2012 PINOT GRIS, MARESH VINEYARD – 92 POINTS
Teutonic’s 2012 Pinot Gris Maresh Vineyard – from none other than Jim Maresh Sr.’s iconic vineyard on Worden Hill Rd. just west of Dundee, but a north-facing block (with 23 year old vines) that other vintners consider undesirable – is briny, saline and alkaline on the nose as well as its polished and buoyant palate. Strong, tangy fruit resembling pineapple close to the core, leads to a finish of positively vibratory intensity, exuberantly juicy and invigoratingly tinged with bittersweet lime zest. The sweetness here is perfectly judged to support the fruit without getting in the way, or indeed even being detectable as sweetness. At 12.25% alcohol, this still projects a lovely sense of levity. What a sensational value, and what a statement concerning what’s possible with Willamette Pinot Gris! How it will age is for now anybody’s guess, but I can’t imagine it thriving for fewer than 2-3 years. (It’s disconcerting to me that the 2011 – reviewed in Issue 202 – could have been so modest and this so memorably delicious, but I have had no way to go back and re-tasted that predecessor).
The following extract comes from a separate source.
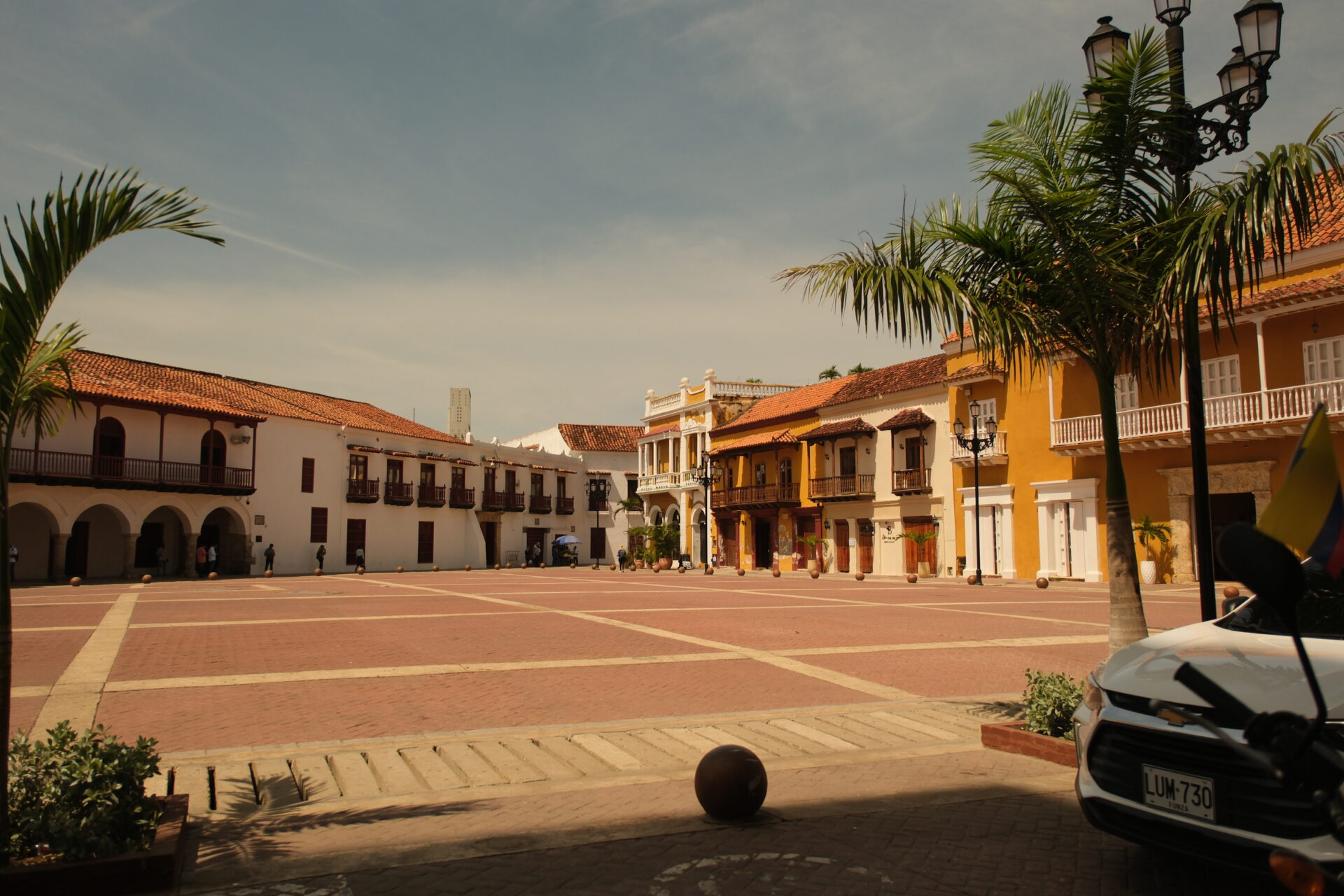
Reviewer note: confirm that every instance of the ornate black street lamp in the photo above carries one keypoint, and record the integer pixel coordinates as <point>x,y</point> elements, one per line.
<point>1217,128</point>
<point>706,475</point>
<point>976,444</point>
2012 WHITE BLEND FEINE MISCHUNG – 92 POINTS
Representing a blend of early Muscat, Gewürztraminer, and Pinot Noir, Teutonic’s 11.1% alcohol 2012 Feine Mischung Laurel Vineyard is beautifully scented with orange blossom and rose petal, mint and celery seed. Soft and delicate in the mouth, its floral profusion billows across the palate backed by cucumber and lettuce-like juicy, crunchy pulp; but then, just when I anticipate the flavors dropping away precipitously, there comes a totally improbable burst of salinity and infectiously juicy, bright fruit acidity (from the Pinot, perhaps?) This amazing wine not to mention phenomenal value has to be tasted – indeed, has to be played around with at table – to be believed. I have no idea how it will age other than feeling confident it isn’t about to fade over the coming year.
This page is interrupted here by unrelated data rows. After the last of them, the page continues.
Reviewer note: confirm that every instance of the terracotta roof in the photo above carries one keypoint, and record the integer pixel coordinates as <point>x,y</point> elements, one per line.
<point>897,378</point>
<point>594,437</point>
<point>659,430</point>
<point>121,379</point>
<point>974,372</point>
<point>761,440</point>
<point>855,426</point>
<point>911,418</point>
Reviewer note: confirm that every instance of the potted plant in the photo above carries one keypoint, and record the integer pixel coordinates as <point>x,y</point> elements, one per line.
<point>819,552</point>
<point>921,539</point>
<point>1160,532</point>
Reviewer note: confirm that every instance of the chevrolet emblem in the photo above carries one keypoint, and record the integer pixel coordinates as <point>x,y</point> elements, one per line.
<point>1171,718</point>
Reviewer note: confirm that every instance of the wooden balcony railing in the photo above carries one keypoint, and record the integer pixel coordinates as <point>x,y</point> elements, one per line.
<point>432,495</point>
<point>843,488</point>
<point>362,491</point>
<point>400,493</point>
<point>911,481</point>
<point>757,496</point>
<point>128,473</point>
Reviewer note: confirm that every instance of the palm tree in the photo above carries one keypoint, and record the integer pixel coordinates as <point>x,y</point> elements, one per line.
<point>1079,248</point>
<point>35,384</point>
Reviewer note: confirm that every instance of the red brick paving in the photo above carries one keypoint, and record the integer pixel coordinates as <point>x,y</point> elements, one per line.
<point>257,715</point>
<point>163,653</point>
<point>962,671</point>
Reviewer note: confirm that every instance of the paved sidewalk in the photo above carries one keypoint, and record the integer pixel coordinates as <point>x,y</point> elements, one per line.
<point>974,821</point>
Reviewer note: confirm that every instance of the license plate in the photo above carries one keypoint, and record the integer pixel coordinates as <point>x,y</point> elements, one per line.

2012 RIESLING, CROW VALLEY VINEYARD – 91 POINTS
Teutonic’s 8.8% alcohol (yes, you read that right!) 2012 Riesling Crow Valley Vineyard – from a site high at the edge of the Coast Range in the extreme South of the Willamette and from old vines of unknown clonal origin – projects lusciously sorbet-like apple, pear, white peach and lime, garlanded with honeysuckle, laced with mineral salts, and invigoratingly tinged with lime and pear pips as well as peach fuzz on a nearly weightless palate, finishing with mouthwatering persistence and impeccable balance. And apropos balance, here’s the amazing thing. Unlike virtually any other non-dry German Riesling I have tasted, wherein 20 grams of residual sugar would stick out as overtly sweet even if the acidity was sky-high and the pH under 3.0, here those 20 grams and that (on paper) wince-inducing pH collaborate just as they would in the best German examples, for supportive sweetness barely detectable as such. “This site is too cold to be economically viable if you are just getting two or three tons per acre,” notes Tuttle. But then, he needs high yields in order to finish up almost dry-tasting yet at less than 9% alcohol. I expect this outstanding value to be worth following through 2020 at the least, but really until a track record accumulates at this address nobody can do better than speculate about age-ability on the basis of sheer intuition.